Iptables Trouble

Hi and thank you for this forum and development here at the LEDE project. I am not new to LEDE or iptables but I'm definitely no pro, and my current issue is showing me that.
Here's some info on my build and hardware and the issue I'm having. I am running DavidC's build r5621 for the WRT1900AC V2. I have been able to create some iptables rules successfully but I'm having trouble creating one now for a situation. I have a outdoor ip cam connected wirelessly to the router and it is sending and receiving to an internet address, and I would like to block this traffic. Not sure what or why it's sending but I just want it communicating locally. The ip cam is connected to br-lan via the 2.4ghz wifi adaptor and assigned an Ip of 192.168.3.250, the address it is sending to is 104.250.152.26. The wan interface is eth1.2 So In putty I typed
iptables -A OUTPUT -o eth1.2 -s 192.168.3.250 -d 104.250.152.26 -j DROP, and hit enter
iptables -A INPUT -i eth1.2 -s 104.250.152.26 -d 192.168.3.250 -j DROP, and hit enter
The rules show up in the Luci firewall list but it shows packet and byte count as 0 even though in the connections graph and syslog packets are still coming in and out. I've tried various other iptables variations after deleting the previous and none have worked. What am I missing or doing wrong? Any help would be appreciated.
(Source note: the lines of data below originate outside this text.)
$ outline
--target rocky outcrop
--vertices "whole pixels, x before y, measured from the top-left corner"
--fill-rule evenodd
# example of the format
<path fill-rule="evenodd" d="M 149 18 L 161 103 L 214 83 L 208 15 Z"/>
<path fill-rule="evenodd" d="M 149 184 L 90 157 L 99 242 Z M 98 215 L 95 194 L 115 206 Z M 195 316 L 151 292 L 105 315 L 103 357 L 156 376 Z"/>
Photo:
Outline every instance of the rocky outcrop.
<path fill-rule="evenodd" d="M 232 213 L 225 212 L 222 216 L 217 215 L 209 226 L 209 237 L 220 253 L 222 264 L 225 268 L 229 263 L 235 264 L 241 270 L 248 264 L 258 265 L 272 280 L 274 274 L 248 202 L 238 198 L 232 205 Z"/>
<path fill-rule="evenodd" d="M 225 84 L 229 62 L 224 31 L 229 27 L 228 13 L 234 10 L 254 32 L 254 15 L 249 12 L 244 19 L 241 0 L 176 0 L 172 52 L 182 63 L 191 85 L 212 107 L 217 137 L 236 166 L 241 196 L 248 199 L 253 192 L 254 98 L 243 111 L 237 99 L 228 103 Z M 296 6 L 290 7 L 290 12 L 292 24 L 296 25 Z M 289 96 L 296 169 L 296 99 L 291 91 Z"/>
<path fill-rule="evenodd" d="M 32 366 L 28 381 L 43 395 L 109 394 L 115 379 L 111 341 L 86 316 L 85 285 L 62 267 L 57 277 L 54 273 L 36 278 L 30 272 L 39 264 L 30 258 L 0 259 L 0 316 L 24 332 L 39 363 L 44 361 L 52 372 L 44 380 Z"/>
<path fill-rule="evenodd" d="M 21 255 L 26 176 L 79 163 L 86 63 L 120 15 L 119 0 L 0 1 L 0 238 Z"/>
You should likely enter these rules in UCI or on the LuCI web GUI...

It appears you appended the rules .There is very complex zoning taking place with FW3 firewall on LEDE. So...you're rules are probably at the bottom the INPUT and OUTPUT tables...but after the various chains created to handle zone-based traffic.

See this page to properly add firewall rules in LEDE: https://openwrt.org/docs/guide-user/firewall/firewall_configuration

As @lleachii described, sticking your rules into UCI is the best way to allow LEDE to build its rules and add yours into its chains.

But if you want to manually add them on command line, you can try the following to fit them into the default chains:

iptables -A forwarding_lan_rule -s 192.168.3.250 -d 104.250.152.26 -j DROP
iptables -A forwarding_wan_rule -s 104.250.152.26 -d 192.168.3.250 -j DROP
1 Like

Thank you both for your replies. It wouldn't work when I entered the rules in UCI but I took the rules that phuque99 recommended and placed them in /etc/firewall.user file and restarted firewall and that worked.
But now I noticed In the Luci connections graph that I have about 30 or so connections from the ip cam to my router on dns port 53. Don't know what's up with that. I could understand 1 or 2 but over 30!

Could be hacked...

Wouldn't doubt it, it's one of those cheap Chinese models. My aunt gave it to me. If it's free it's for me, I couldn't resist!
Time to break out the pentest drive and do some investigating.